L’Associazione 21 luglio lancia un appello online rivolto alla sindaca Virginia Raggi e al prefetto di Roma Gerarda Pantalone per chiedere di garantire nelle baraccopoli romane la distribuzione dei beni di prima necessità e le condizioni igienico-sanitarie adeguate, assicurando in primis l’accesso all’acqua potabile; di assicurare all’interno degli insediamenti la presenza di operatori sanitari e di mediatori culturali che possano promuovere una campagna informativa e distribuire agli abitanti dispositivi di protezione individuali; di rinforzare e coordinare una rete di volontariato sociale al fine di monitorare in maniera capillare le condizioni igienico-sanitarie e la salute di quanti vivono nelle baraccopoli della Capitale; di predisporre per tempo, in caso di riscontro di una o più positività al Covid-19 all’interno degli insediamenti formali, un adeguato e tempestivo piano di intervento sanitario, al fine di evitare che la città arrivi impreparata a questo evento.

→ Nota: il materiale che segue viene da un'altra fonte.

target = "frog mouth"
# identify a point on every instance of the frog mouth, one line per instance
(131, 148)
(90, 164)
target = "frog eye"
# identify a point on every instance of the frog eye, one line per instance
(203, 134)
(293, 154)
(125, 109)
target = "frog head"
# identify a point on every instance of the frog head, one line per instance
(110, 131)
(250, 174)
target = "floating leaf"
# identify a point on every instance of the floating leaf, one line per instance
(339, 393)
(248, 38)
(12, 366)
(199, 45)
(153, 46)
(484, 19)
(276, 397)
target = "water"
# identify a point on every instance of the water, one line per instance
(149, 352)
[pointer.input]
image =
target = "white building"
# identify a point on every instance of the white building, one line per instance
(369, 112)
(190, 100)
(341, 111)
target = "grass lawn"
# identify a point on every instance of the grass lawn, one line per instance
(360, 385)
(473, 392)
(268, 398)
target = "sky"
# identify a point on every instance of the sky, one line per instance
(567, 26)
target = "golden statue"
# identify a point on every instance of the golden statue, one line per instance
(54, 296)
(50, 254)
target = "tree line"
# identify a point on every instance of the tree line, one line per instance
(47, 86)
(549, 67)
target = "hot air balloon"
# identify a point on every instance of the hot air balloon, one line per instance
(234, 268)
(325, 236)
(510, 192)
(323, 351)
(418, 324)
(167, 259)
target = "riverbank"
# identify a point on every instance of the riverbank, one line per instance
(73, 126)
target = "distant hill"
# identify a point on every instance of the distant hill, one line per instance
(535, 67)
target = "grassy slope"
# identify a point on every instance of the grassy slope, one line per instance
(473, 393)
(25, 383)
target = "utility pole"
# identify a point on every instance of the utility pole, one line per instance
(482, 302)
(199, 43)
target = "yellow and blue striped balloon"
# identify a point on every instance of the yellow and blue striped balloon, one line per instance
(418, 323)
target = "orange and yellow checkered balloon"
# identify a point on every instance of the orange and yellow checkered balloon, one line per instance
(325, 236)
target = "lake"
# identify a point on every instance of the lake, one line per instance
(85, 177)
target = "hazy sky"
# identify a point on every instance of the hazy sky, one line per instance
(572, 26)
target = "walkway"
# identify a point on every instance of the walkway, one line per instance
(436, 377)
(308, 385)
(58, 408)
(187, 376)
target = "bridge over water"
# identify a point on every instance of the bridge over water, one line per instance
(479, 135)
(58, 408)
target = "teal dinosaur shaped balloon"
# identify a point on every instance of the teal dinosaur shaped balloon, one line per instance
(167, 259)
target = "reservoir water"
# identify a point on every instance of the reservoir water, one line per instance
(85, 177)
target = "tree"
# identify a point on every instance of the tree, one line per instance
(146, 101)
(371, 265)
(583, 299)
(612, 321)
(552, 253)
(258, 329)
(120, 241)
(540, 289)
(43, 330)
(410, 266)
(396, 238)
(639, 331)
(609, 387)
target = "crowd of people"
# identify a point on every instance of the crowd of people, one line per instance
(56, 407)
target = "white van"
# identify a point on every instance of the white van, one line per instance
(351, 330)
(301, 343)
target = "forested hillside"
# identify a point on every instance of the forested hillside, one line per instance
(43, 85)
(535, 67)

Questo appello è la conseguenza dell’indagine svolta dai ricercatori dell’Associazione 21 luglio che hanno voluto conoscere la situazione sociale attraverso interviste telefoniche, realizzate tra il 14 e il 17 marzo 2020, le quali hanno coinvolto 24 soggetti dimoranti presso il “villaggio” di via Cesare Lombroso, di via Luigi Candoni, di via dei Gordiani; di Castel Romano, di via di Salone.

Numeri dell’indagine
«Questi insediamenti, all’interno dei quali vivono circa 2.200 persone tra cui circa 1.050 minori, si caratterizzano – si legge nell’indagine – per il loro carattere segregante e per l’isolamento spaziale e relazionale che ha prodotto nella città di Roma la ghettizzazione di comunità rom in emergenza abitativa in spazi a loro destinati. Ma soprattutto sono segnati da un sovraffollamento interno alle unità abitative dove, in alcuni casi, in container deteriorati di 21 metri quadrati vivono anche 6 o 7 persone. In nessuna baraccopoli è stata segnalata la presenza di operatori sanitari disponibili a distribuire dispositivi di prevenzione o ad illustrare le misure atte a prevenire il contagio. Restano quindi le azioni raccomandate attraverso la tv e che sono praticabili, però, laddove le condizioni igieniche lo permettono o dove almeno c’è disponibilità di acqua corrente (scarsa in via di Salone e utilizzata solo attraverso autobotte a Castel Romano)».

C’è un altro fattore penalizzante dovuto all’impossibilità di svolgere la consueta attività lavorativa. Quando eventuali risorse risultano scarse può essere la solidarietà della comunità ad intervenire. Essa però, in tempi di contagio, dove domina la paura del contatto fisico, rischia di venire meno con conseguenze che nel tempo, per alcuni soggetti, potrebbero assumere una dimensione drammatica. In quasi tutti gli insediamenti sono stati segnalati casi di famiglie con minori o anziani che a partire dai prossimi giorni potrebbero trovarsi nell’impossibilità di disporre di beni di prima necessità. Sono proprio questi ultimi, probabilmente insieme ai bambini, la categoria che, all’interno delle baraccopoli romane, sta pagando il prezzo più alto di un decreto che interviene sulla libertà di movimento e con essa sulla possibilità, per chi vive di un’attività informale, di una sussistenza giornaliera.